Elizabeth Williams was an American stage actress and theater impresario who was actively performing during the first half of the 20th century. She was part of the first generation of black actresses in the dramatic repertory on the American stage, and is believed to be one of the first African-American women to establish her own stock theatre company, the Oriental Empire Stock Company, in 1902. She later was an active member of the Lafayette Stock Company in Harlem. In addition to her work in stage plays, she also performed in Broadway musicals.

==Career==
Williams was part of the first generation of black actresses to achieve success in the dramatic repertory on the American stage. She established the Oriental Empire Stock Company, an all-black repertory theatre troupe, in 1902. It was possibly the first stock theatre company established by an African-American woman. The company gave its first performance on October 16, 1902, at Ebling's Casino in New York City; presenting Colin Henry Hazlewood's stage adaptation of the novel Lady Audley's Secret with Williams in the title role. The company continued to give performances in New York City at the Murray Hill Lyceum in 1903, and the Palm Garden Theatre in 1904. It was still active as late as 1905. She later was an active member of the Lafayette Stock Company in Harlem; a ground-breaking theatre company in the history of African-American theatre.

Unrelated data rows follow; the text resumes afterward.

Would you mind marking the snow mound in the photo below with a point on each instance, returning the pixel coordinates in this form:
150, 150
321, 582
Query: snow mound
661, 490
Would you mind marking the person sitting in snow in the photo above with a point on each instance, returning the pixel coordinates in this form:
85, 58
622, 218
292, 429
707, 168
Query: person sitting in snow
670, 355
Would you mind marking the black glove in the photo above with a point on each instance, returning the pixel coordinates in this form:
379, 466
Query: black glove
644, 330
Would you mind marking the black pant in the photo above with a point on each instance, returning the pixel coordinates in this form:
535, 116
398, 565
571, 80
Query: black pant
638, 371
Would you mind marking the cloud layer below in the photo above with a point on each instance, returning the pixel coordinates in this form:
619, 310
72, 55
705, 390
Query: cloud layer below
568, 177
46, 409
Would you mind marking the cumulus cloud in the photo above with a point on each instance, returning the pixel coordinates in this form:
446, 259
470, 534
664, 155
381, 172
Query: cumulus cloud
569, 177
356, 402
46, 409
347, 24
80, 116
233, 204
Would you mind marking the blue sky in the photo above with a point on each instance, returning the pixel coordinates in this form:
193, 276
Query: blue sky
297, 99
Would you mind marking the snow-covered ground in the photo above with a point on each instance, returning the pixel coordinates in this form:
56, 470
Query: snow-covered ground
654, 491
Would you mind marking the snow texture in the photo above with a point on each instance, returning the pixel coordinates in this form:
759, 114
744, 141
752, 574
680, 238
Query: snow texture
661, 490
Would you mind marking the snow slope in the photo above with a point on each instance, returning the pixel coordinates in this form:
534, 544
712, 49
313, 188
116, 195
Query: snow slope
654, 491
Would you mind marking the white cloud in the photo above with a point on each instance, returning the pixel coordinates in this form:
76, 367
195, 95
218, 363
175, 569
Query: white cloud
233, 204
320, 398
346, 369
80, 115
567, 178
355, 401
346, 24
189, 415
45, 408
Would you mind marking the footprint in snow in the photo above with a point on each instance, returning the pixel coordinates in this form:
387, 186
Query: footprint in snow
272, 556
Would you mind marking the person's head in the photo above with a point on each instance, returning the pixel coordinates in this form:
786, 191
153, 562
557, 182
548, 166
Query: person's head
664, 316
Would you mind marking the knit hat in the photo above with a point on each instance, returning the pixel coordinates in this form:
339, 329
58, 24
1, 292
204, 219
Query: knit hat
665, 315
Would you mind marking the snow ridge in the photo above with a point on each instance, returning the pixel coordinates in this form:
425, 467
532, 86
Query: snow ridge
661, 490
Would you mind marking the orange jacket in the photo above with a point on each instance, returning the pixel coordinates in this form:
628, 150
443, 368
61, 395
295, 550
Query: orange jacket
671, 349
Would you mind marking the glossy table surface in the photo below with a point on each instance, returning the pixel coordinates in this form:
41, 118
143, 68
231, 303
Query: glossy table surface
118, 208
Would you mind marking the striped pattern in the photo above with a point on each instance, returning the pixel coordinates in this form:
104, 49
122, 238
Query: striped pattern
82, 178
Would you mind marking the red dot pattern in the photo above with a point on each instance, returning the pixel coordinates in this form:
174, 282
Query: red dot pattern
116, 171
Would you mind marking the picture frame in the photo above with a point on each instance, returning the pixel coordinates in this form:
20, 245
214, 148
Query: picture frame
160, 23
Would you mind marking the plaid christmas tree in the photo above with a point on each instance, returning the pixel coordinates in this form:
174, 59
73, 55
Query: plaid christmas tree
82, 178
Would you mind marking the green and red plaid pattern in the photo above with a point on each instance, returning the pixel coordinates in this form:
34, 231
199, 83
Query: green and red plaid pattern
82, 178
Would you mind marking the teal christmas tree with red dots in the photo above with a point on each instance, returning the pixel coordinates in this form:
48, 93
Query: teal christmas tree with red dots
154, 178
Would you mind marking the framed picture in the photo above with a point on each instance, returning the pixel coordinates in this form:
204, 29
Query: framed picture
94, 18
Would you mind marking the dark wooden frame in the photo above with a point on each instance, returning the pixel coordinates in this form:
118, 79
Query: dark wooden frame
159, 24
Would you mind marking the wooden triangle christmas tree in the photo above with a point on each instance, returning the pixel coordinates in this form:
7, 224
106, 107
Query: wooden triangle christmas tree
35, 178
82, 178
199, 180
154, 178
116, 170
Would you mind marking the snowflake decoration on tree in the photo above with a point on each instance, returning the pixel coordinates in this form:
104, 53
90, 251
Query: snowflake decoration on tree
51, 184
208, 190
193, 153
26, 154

On Broadway, Williams made her debut at the Grand Opera House in 1907 as Aunt Phoebe Jackson in the J. Rosamond Johnson and Bob Cole musical The Shoo-Fly Regiment (1907). In 1909 she portrayed Lucretia Martin in the Johnson and Cole musical The Red Moon. In 1926 she originated the role of Mrs. Bowtelle in Edward Sheldon and Charles MacArthur's hit Broadway play Lulu Belle. She starred in two more plays on Broadway; portraying Aunt Rebecca in Ernest Howard Culbertson's Goat Alley (1927, Princess Theatre) and Ma Williams in William Jourdan Rapp's Harlem (1930, Eltinger Theatre).